No soy una política de carrera. Soy una vecina que se cansó de ver decisiones que se toman sin que nadie pregunte cuánto cuestan.
Llevo treinta años en Clarkstown y crié aquí a siete hijos. En las escuelas, en las canchas, en los recitales y las colectas.

Me gradué summa cum laude de Purchase College y trabajé toda mi carrera en hostelería y servicios. No es el currículum que la gente espera, y es más útil que la mayoría de los que sí espera. El trabajo de servicio enseña a escuchar a alguien molesto y encontrar el problema real debajo. Enseña que la cosita que nadie arregló en marzo es el desastre de julio.
Eso es el gobierno municipal, casi todo él.

Las artes
Formo parte de la Junta de Gobernadores del Rockland Youth Dance Ensemble y llevo décadas como voluntaria en educación artística en todo el condado. La gente trata esto como la parte blanda de una biografía. No lo es. La programación artística es una de las pocas cosas que un suburbio hace a propósito para poner a desconocidos en la misma sala.
Strong Towns
Soy miembro de Strong Towns , un movimiento nacional construido alrededor de una pregunta poco glamorosa: ¿lo que construimos genera lo suficiente para pagar su mantenimiento?

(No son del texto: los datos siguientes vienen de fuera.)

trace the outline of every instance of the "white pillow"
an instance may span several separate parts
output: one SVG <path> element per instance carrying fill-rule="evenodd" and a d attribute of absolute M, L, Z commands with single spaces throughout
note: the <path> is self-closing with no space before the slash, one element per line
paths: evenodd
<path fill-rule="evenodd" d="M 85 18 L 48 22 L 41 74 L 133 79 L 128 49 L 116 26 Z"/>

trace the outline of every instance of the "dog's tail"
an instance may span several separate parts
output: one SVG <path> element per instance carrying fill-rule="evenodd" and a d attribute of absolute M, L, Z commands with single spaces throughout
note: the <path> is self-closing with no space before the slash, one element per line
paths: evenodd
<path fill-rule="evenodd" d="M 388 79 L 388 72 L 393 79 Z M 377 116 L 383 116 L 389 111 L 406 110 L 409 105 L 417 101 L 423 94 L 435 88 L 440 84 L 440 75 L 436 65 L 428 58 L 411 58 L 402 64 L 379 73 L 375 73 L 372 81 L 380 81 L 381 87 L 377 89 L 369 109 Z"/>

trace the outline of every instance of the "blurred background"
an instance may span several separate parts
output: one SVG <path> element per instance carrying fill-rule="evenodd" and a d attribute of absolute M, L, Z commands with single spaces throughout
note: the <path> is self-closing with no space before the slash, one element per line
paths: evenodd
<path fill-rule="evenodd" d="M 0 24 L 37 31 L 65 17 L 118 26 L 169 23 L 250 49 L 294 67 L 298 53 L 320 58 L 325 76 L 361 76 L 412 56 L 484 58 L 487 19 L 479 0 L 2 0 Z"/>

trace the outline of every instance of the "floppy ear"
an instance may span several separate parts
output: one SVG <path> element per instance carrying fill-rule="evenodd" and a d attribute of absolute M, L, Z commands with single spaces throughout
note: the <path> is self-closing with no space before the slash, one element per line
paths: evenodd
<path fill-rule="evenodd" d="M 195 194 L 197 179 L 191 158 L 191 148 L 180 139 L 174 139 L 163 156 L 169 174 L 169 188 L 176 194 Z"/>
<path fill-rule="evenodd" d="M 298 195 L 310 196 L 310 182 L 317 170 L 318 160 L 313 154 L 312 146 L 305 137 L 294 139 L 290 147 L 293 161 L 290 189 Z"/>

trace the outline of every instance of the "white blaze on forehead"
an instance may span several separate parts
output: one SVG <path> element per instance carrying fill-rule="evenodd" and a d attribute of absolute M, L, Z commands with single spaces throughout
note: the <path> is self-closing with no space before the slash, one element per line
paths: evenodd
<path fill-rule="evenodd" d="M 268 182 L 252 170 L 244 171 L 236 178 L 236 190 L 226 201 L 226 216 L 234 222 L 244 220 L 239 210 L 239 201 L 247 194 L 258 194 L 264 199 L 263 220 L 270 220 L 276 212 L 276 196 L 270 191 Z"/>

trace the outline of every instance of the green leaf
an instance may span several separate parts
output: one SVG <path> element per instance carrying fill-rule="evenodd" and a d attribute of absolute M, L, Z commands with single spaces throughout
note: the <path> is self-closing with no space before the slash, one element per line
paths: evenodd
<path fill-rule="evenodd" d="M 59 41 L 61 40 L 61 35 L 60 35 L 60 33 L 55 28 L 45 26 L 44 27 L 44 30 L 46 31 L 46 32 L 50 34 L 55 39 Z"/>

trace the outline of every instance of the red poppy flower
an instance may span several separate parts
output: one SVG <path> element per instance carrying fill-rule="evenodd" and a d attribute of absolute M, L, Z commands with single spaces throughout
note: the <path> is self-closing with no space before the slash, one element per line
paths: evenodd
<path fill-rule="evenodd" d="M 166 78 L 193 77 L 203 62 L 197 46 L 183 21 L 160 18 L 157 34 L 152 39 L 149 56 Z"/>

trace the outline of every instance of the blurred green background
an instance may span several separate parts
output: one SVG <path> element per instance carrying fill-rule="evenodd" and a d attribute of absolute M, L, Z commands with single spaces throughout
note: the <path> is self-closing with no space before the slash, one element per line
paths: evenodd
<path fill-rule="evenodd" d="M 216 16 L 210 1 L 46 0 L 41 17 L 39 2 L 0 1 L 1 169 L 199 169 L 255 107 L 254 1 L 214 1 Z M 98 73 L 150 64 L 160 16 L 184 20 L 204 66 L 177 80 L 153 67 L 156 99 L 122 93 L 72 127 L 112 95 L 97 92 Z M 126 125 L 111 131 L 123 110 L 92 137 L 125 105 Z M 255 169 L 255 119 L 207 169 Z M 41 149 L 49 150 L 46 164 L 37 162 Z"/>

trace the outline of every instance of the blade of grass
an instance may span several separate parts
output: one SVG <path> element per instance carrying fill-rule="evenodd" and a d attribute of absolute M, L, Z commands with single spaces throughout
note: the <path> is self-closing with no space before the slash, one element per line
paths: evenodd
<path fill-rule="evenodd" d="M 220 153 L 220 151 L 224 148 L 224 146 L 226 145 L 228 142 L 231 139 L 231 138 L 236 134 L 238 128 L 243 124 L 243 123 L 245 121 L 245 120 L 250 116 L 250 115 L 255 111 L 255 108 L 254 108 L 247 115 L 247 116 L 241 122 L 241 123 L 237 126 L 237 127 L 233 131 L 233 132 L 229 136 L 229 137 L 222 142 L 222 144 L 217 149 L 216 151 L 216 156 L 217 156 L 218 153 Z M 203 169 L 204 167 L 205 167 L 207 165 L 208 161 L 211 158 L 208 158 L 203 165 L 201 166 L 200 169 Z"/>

La mayoría de los suburbios no puede responderla. Construimos enormes cantidades de infraestructura en una generación, en gran parte con dinero de otro lado, y las facturas llegan tan despacio que ningún concejo tiene que explicarlas. Y un año la factura es más grande que el presupuesto.
El enfoque no está en contra del crecimiento. Está en contra de adivinar. Hacer apuestas pequeñas en vez de enormes e irreversibles. Arreglar lo barato y peligroso antes que lo caro y vistoso. Construir para que la próxima generación pueda vivir aquí.

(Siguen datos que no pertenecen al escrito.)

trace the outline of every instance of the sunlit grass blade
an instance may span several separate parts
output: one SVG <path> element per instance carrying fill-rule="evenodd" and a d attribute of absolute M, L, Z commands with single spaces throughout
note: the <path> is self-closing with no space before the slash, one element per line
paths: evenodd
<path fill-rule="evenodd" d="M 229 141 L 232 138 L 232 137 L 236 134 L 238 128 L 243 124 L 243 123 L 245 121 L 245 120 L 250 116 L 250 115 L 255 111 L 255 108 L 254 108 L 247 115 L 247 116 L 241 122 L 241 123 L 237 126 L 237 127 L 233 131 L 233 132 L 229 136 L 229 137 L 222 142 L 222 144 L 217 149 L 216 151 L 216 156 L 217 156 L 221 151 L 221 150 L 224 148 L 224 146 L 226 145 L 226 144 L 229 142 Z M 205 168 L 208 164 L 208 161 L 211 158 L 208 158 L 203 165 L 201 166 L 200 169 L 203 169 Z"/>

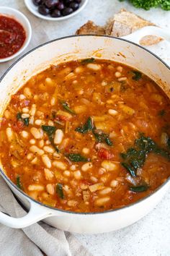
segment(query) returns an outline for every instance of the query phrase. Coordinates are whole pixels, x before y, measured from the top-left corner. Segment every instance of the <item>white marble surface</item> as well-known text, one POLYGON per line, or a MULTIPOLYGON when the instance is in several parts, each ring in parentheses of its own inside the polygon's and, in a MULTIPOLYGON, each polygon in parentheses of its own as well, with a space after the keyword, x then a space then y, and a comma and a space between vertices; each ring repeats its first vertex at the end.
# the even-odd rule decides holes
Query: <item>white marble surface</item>
MULTIPOLYGON (((24 1, 21 0, 0 0, 0 6, 4 5, 22 10, 30 19, 33 28, 30 48, 48 40, 72 35, 88 20, 102 25, 121 8, 134 12, 170 31, 170 12, 160 9, 146 12, 117 0, 89 0, 86 9, 79 15, 59 22, 47 22, 35 17, 27 10, 24 1)), ((150 49, 170 64, 169 43, 164 41, 150 49)), ((0 64, 0 74, 11 63, 0 64)), ((76 237, 94 256, 169 256, 170 193, 166 194, 151 213, 128 228, 103 234, 77 234, 76 237)))

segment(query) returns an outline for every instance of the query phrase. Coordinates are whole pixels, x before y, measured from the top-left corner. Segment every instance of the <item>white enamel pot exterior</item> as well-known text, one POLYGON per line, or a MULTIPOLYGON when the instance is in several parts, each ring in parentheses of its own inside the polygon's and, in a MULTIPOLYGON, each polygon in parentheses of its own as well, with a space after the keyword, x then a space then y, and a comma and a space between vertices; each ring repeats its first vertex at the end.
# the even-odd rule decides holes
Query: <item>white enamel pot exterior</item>
MULTIPOLYGON (((120 38, 95 35, 73 36, 39 46, 9 69, 0 81, 0 113, 2 114, 12 94, 32 75, 46 69, 50 64, 91 56, 113 60, 141 70, 156 81, 167 95, 170 95, 169 67, 149 51, 120 38)), ((58 229, 81 234, 109 232, 135 223, 156 206, 170 184, 169 179, 152 195, 121 209, 99 213, 76 213, 50 208, 35 201, 8 179, 3 172, 2 166, 1 174, 30 211, 20 218, 0 213, 0 223, 12 228, 24 228, 43 220, 58 229)))

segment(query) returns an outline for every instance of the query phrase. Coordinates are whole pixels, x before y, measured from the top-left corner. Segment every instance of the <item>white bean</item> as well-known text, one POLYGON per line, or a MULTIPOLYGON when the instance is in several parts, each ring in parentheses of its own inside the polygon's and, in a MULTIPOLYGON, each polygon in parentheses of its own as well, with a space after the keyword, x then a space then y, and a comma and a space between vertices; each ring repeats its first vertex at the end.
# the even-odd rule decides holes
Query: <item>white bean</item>
POLYGON ((95 201, 95 204, 98 206, 102 206, 105 205, 106 202, 107 202, 109 200, 109 197, 102 197, 102 198, 98 198, 95 201))
POLYGON ((81 73, 84 72, 84 68, 82 67, 77 67, 75 69, 75 72, 77 74, 81 73))
POLYGON ((71 172, 69 171, 64 171, 63 175, 69 177, 71 176, 71 172))
POLYGON ((89 153, 90 153, 90 150, 89 150, 89 148, 84 148, 82 149, 82 153, 83 153, 84 154, 85 154, 85 155, 87 155, 87 154, 89 154, 89 153))
POLYGON ((60 158, 61 158, 61 155, 58 154, 58 153, 55 152, 55 153, 53 153, 53 157, 54 157, 55 158, 60 159, 60 158))
POLYGON ((86 171, 92 167, 93 167, 93 165, 91 163, 86 163, 81 166, 81 170, 83 171, 86 171))
POLYGON ((32 164, 36 164, 38 163, 38 158, 36 157, 33 160, 32 160, 31 163, 32 164))
POLYGON ((118 112, 115 109, 109 109, 108 113, 111 116, 116 116, 118 114, 118 112))
POLYGON ((53 186, 51 184, 48 184, 46 186, 47 192, 50 195, 54 195, 54 186, 53 186))
POLYGON ((120 77, 117 79, 119 82, 122 82, 127 80, 127 77, 120 77))
POLYGON ((44 140, 40 140, 38 142, 38 145, 40 148, 42 148, 44 146, 44 140))
POLYGON ((102 161, 102 166, 107 171, 117 170, 117 165, 116 163, 107 160, 102 161))
POLYGON ((8 109, 6 109, 4 111, 4 116, 5 116, 5 118, 9 119, 11 117, 11 112, 8 109))
POLYGON ((118 182, 115 179, 112 180, 112 182, 110 182, 110 187, 117 187, 118 184, 118 182))
POLYGON ((116 77, 121 77, 121 73, 119 72, 118 71, 115 73, 115 76, 116 77))
POLYGON ((32 104, 32 106, 31 106, 31 110, 30 110, 30 114, 31 116, 35 116, 35 112, 36 112, 36 105, 35 104, 32 104))
POLYGON ((29 154, 27 154, 27 158, 28 160, 31 160, 33 158, 34 155, 32 154, 32 153, 29 153, 29 154))
POLYGON ((30 132, 31 134, 34 136, 35 139, 40 139, 40 132, 37 128, 35 127, 32 127, 30 129, 30 132))
POLYGON ((80 179, 81 177, 81 171, 79 171, 79 170, 78 170, 78 171, 75 171, 73 172, 73 176, 74 176, 74 178, 76 179, 80 179))
POLYGON ((30 114, 27 113, 24 113, 22 114, 22 118, 24 119, 24 118, 29 118, 30 117, 30 114))
POLYGON ((101 65, 97 64, 94 64, 94 63, 89 63, 86 65, 86 67, 88 69, 92 69, 92 70, 95 70, 95 71, 101 69, 101 65))
POLYGON ((45 179, 47 180, 50 180, 54 176, 54 174, 53 174, 53 172, 46 168, 44 168, 44 173, 45 173, 45 179))
POLYGON ((68 206, 76 206, 77 204, 77 201, 75 200, 68 200, 67 202, 68 206))
POLYGON ((30 89, 28 88, 28 87, 26 87, 24 89, 24 95, 28 98, 32 98, 32 93, 31 93, 31 90, 30 89))
POLYGON ((37 148, 35 145, 32 145, 30 148, 30 150, 32 153, 37 153, 39 155, 42 155, 44 153, 44 150, 41 150, 40 148, 37 148))
POLYGON ((56 168, 58 168, 61 170, 63 170, 63 171, 66 170, 66 168, 67 168, 66 163, 64 163, 61 161, 53 161, 53 166, 56 168))
POLYGON ((23 94, 19 95, 19 100, 24 100, 24 98, 26 98, 25 95, 24 95, 23 94))
POLYGON ((52 97, 52 98, 51 98, 51 100, 50 100, 50 105, 51 105, 51 106, 55 106, 55 103, 56 103, 55 98, 52 97))
POLYGON ((50 77, 47 77, 45 80, 45 82, 47 85, 54 85, 53 81, 50 77))
POLYGON ((21 135, 22 135, 22 137, 23 137, 23 138, 26 139, 26 138, 28 137, 29 133, 27 132, 26 132, 26 131, 22 131, 21 135))
POLYGON ((48 125, 53 127, 54 125, 54 122, 51 120, 49 120, 48 122, 48 125))
POLYGON ((47 168, 51 168, 51 161, 47 155, 42 155, 42 161, 47 168))
POLYGON ((42 191, 42 190, 44 190, 44 186, 38 185, 37 184, 32 184, 28 187, 28 190, 29 191, 34 191, 34 190, 42 191))
POLYGON ((111 187, 106 187, 105 189, 100 190, 99 194, 100 195, 107 195, 107 194, 110 193, 111 191, 112 191, 111 187))
POLYGON ((41 125, 42 121, 41 119, 37 119, 35 121, 35 124, 36 125, 41 125))
POLYGON ((55 131, 55 136, 54 136, 54 143, 55 144, 60 144, 63 138, 63 132, 61 129, 58 129, 55 131))
POLYGON ((122 67, 121 66, 117 67, 117 70, 121 73, 122 72, 122 67))
POLYGON ((29 113, 29 108, 23 108, 22 109, 22 113, 29 113))
POLYGON ((45 146, 44 148, 43 148, 43 150, 45 151, 45 152, 48 152, 48 153, 54 153, 54 149, 53 148, 51 148, 51 147, 49 147, 49 146, 45 146))
POLYGON ((76 170, 76 166, 73 164, 72 166, 71 166, 70 169, 71 169, 71 171, 75 171, 75 170, 76 170))
POLYGON ((35 141, 35 139, 31 139, 31 140, 30 140, 30 143, 31 145, 35 145, 35 144, 36 143, 36 141, 35 141))
POLYGON ((7 136, 8 141, 11 142, 12 140, 14 139, 14 133, 11 127, 8 127, 6 129, 6 134, 7 136))

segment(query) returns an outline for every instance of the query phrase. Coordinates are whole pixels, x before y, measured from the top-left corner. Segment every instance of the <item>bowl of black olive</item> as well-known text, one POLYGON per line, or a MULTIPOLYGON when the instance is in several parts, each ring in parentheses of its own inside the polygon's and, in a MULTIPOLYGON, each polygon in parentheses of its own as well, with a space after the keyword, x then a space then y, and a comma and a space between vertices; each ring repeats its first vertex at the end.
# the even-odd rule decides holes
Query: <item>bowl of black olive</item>
POLYGON ((63 20, 80 12, 88 0, 24 0, 35 16, 48 20, 63 20))

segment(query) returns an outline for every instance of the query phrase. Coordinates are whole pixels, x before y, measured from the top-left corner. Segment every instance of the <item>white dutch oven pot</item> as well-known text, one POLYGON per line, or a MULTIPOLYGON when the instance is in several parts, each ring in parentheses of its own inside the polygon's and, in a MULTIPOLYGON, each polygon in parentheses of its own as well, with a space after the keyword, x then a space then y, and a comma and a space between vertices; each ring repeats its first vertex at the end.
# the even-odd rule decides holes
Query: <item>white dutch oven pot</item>
MULTIPOLYGON (((149 34, 149 31, 150 34, 161 35, 170 40, 167 33, 154 27, 136 32, 135 38, 133 35, 128 38, 138 43, 140 38, 149 34)), ((113 60, 141 70, 157 82, 168 95, 170 95, 170 68, 148 51, 117 38, 71 36, 54 40, 35 48, 7 70, 0 80, 0 113, 2 113, 12 94, 32 75, 46 69, 50 64, 91 56, 113 60)), ((76 213, 45 206, 30 198, 9 179, 3 172, 2 166, 1 175, 22 203, 29 209, 29 212, 19 218, 0 213, 0 223, 17 229, 43 220, 58 229, 82 234, 109 232, 138 221, 156 206, 170 184, 169 179, 152 195, 121 209, 103 213, 76 213)))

Por qué otra vez, después de 2025

Perdí este escaño por 429 votos en noviembre de 2025. Vuelve a estar en la boleta este noviembre.
Después miré lo que se decidió en ese año, y lo que le costó a la gente que vive aquí. 429 votos no son un veredicto. Son un margen.
Desde entonces me dediqué a estar presente. Cuando el pueblo puso en licencia a su Director de Ingeniería tras señalar una diferencia de $594.469 entre lo que facturó un contratista y lo que respaldaba su nómina, me paré en la reunión del concejo de julio de 2026 y dije que lo más sencillo sería explicar la discrepancia. Nadie lo ha hecho.
Tres vecinos.
Eso es todo lo que pedimos. Dígale a tres personas de su cuadra que hay una elección para el concejo en noviembre. Esta la ganamos.